Ahhhhhhhhh… ok. Je vois le problème. Ces gens-là trouvent que c’est totalement barbare de zapper le cerveau d’un dépressif. Ils se couchent le soir en imaginant un type en jaquette d’hôpital jouer du bacon devant l’œil indifférent d’un psychiatre habillé à la mode des années 50.
Mais de quoi ils se mêlent? Que savent-ils de la sismothérapie?
Cette thérapie a évolué. On sédationne les patients pour éviter les contractions tonico-cloniques. Elle est réservée pour les cas psychiatriques difficiles pour lesquels les autres formes de thérapie se sont soldées par des échecs.

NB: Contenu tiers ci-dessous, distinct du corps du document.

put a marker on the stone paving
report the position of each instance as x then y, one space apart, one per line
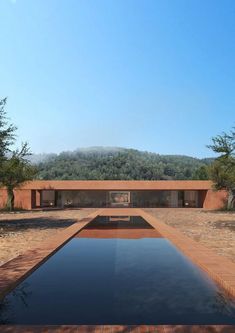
220 269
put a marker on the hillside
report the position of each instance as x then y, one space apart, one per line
119 163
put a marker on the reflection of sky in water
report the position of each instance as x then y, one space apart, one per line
118 281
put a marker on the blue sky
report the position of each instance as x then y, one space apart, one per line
156 75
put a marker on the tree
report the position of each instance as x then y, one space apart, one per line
7 131
16 171
201 173
15 168
222 170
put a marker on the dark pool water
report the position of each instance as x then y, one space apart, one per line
111 275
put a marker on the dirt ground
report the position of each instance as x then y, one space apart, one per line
22 231
215 230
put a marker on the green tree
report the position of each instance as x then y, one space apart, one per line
7 132
201 173
16 170
222 170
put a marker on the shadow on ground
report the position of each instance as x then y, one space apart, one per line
34 223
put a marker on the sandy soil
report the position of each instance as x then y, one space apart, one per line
216 230
22 231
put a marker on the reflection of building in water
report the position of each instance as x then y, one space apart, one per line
126 227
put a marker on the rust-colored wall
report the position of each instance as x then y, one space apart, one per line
110 185
215 199
22 198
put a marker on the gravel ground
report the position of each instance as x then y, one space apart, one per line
214 229
22 231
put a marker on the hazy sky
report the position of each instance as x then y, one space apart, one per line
156 75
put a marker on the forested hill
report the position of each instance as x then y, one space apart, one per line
119 163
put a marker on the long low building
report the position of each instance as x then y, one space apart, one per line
116 193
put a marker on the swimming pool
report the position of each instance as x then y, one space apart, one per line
118 270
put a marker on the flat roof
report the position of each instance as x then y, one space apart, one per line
118 185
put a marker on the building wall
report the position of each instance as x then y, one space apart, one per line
215 199
23 199
29 196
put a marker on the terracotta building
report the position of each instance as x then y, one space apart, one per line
112 193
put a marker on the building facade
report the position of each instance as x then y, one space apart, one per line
69 193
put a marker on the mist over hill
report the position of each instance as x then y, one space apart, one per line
106 163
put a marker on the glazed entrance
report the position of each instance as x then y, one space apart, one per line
142 198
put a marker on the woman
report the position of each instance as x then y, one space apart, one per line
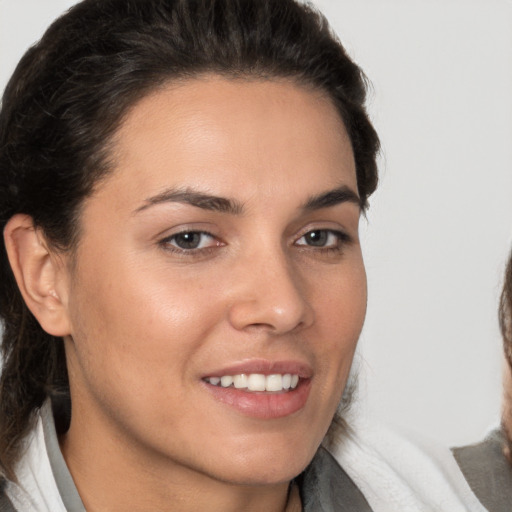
487 465
182 280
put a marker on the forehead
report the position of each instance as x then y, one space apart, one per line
236 134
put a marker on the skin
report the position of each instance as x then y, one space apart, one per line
144 321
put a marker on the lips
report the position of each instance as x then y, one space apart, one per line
262 389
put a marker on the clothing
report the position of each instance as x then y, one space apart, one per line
373 471
487 471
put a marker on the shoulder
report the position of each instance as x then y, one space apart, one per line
326 487
487 471
404 471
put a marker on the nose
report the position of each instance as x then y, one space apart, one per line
270 295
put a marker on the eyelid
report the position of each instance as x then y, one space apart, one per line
341 239
166 241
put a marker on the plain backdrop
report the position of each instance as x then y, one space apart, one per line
439 227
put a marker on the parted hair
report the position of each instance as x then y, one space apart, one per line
69 94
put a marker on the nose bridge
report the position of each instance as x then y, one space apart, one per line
271 292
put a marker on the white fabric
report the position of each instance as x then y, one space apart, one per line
37 490
396 473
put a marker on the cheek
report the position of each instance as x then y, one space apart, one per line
141 318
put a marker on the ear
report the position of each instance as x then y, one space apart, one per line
40 273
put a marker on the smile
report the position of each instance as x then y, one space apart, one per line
257 381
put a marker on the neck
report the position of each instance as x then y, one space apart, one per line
113 474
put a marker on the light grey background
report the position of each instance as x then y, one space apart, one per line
440 225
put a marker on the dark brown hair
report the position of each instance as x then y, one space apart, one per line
69 94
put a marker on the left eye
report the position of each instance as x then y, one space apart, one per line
321 238
190 240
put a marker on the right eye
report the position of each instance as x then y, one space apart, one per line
191 241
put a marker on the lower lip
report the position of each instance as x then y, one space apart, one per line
263 405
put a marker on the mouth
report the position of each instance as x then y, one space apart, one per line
257 382
261 390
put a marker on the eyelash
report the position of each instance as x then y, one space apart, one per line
342 239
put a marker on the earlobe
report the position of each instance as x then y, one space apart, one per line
40 274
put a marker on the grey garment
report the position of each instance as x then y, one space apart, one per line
63 478
324 486
488 472
5 502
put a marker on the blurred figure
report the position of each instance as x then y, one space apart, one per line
488 465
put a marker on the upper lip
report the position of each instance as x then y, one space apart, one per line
265 367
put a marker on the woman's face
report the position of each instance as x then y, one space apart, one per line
223 247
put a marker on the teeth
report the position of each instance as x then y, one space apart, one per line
257 381
226 381
240 381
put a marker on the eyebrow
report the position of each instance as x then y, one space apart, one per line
331 198
194 198
210 202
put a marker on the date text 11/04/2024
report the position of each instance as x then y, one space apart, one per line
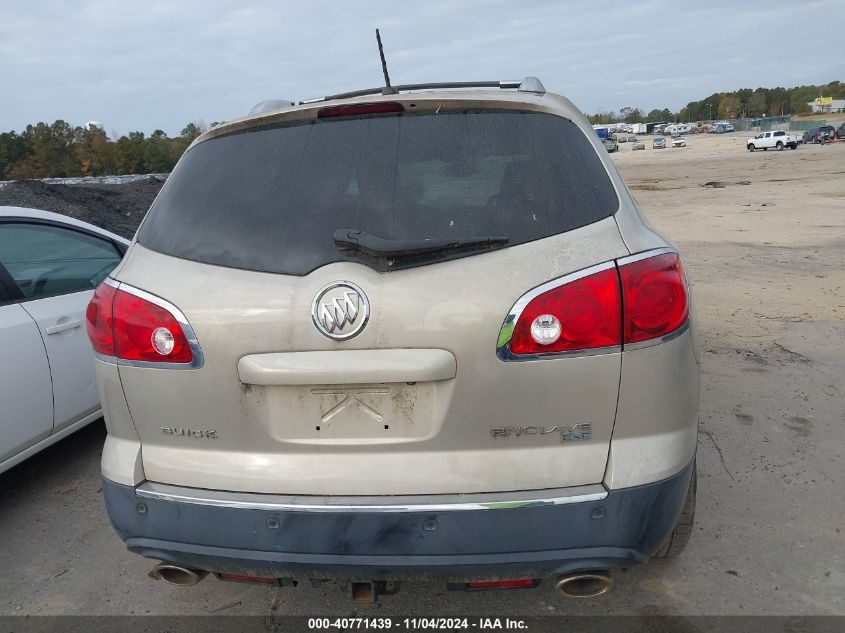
416 624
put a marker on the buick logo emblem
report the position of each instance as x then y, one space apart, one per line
340 310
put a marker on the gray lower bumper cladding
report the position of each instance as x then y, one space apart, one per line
625 527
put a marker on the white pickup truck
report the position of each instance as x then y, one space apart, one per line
777 139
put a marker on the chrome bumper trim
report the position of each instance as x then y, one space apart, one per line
418 503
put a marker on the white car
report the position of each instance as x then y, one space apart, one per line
776 138
49 267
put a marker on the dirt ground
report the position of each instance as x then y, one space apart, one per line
767 260
118 208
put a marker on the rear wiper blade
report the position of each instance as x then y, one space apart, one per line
363 242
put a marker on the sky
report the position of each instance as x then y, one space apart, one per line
161 64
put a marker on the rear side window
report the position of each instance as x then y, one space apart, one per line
46 260
270 199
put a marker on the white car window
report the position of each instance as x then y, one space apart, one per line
46 260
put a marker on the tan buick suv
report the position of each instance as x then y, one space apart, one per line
413 332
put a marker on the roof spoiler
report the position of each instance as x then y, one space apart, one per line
529 84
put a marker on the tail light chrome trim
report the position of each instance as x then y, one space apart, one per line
198 359
503 350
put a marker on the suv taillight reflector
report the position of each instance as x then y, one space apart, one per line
637 301
582 314
655 297
99 321
129 327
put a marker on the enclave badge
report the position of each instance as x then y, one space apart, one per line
340 310
583 431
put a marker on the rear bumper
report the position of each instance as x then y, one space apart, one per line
536 540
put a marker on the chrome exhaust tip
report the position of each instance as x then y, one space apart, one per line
177 576
584 584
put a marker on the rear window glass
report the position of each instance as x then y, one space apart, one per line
270 199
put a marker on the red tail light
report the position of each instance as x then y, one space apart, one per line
655 293
640 300
99 321
582 314
131 325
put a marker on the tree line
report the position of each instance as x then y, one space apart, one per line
738 104
60 150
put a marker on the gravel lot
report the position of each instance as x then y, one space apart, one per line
767 260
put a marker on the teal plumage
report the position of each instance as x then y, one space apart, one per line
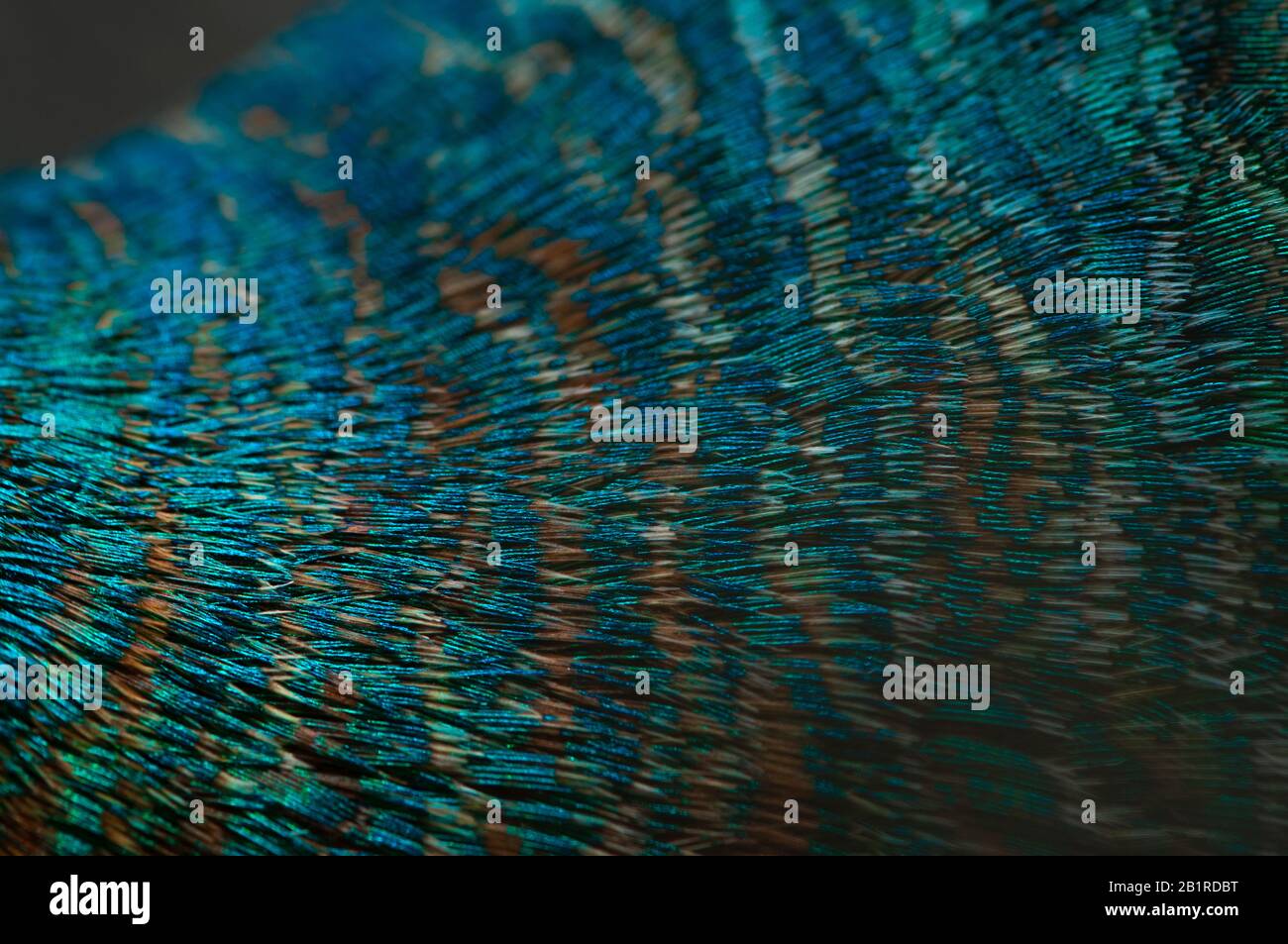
365 559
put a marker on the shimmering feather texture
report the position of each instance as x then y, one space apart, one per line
515 681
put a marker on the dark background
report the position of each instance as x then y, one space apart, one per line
73 72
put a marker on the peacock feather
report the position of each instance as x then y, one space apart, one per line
361 581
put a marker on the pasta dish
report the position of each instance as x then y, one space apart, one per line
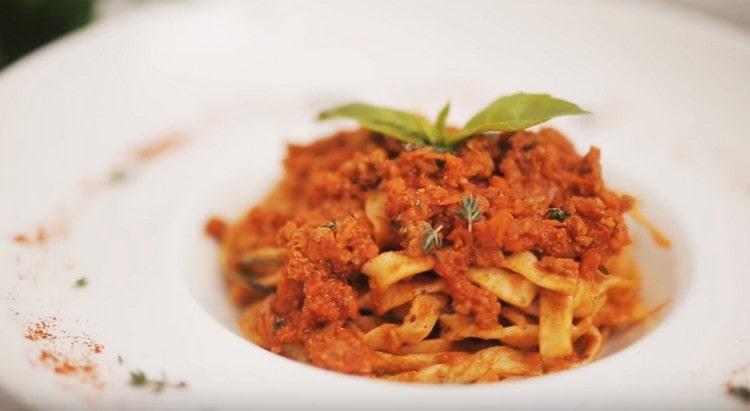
499 253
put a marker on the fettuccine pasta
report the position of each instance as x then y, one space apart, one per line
506 258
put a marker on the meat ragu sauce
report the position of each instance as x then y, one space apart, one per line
310 300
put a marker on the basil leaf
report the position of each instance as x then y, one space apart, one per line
516 112
440 122
407 127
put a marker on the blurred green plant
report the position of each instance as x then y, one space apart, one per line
28 24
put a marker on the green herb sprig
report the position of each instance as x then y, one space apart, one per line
469 210
139 379
510 113
557 213
432 238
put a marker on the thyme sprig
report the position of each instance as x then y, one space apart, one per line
139 379
557 213
469 210
432 238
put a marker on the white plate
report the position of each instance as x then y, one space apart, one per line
237 80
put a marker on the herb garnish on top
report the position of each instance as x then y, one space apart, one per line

Lorsque vient le temps d’évaluer une thérapie, le critère le plus important est le rapport coût-bénéfice. On veut que le patient soit mieux après qu’avant la thérapie. On se fout carrément que le terme « électrochocs » ne soit pas politiquement correct. Ça marche ou pas? Parce qu’on serait fou de s’en passer à cause d’un illuminé qui associe la sismothérapie et la mise à mort par électrocution.
Et j’imagine ce que ces personnes diraient aux patients qui pourraient bénéficier de la sismothérapie. Parce que donner des chocs au monde, c’est pas beau. Tu t’imagines? Se faire zapper le cerveau? On dirait que nous sommes encore dans les années 40. En plus, je suis sûr que c’est commandité par Hydro-Québec pour juste faire de l’argent. Les électrochocs auraient pu améliorer ta dépression, mais je ne peux pas concevoir ce genre de barbarie. On sait plus quoi faire pour t’aider, mais c’est pas grave, je vais être avec toi. Oups… ma manifestastion m’a épuisé. On se revoit… à un moment donné. Ciao!
Ça va être quoi leur prochain cheval de bataille? La chirurgie à cœur ouvert? On ouvre le cœur, eurk! Le cœur me lève juste à y penser.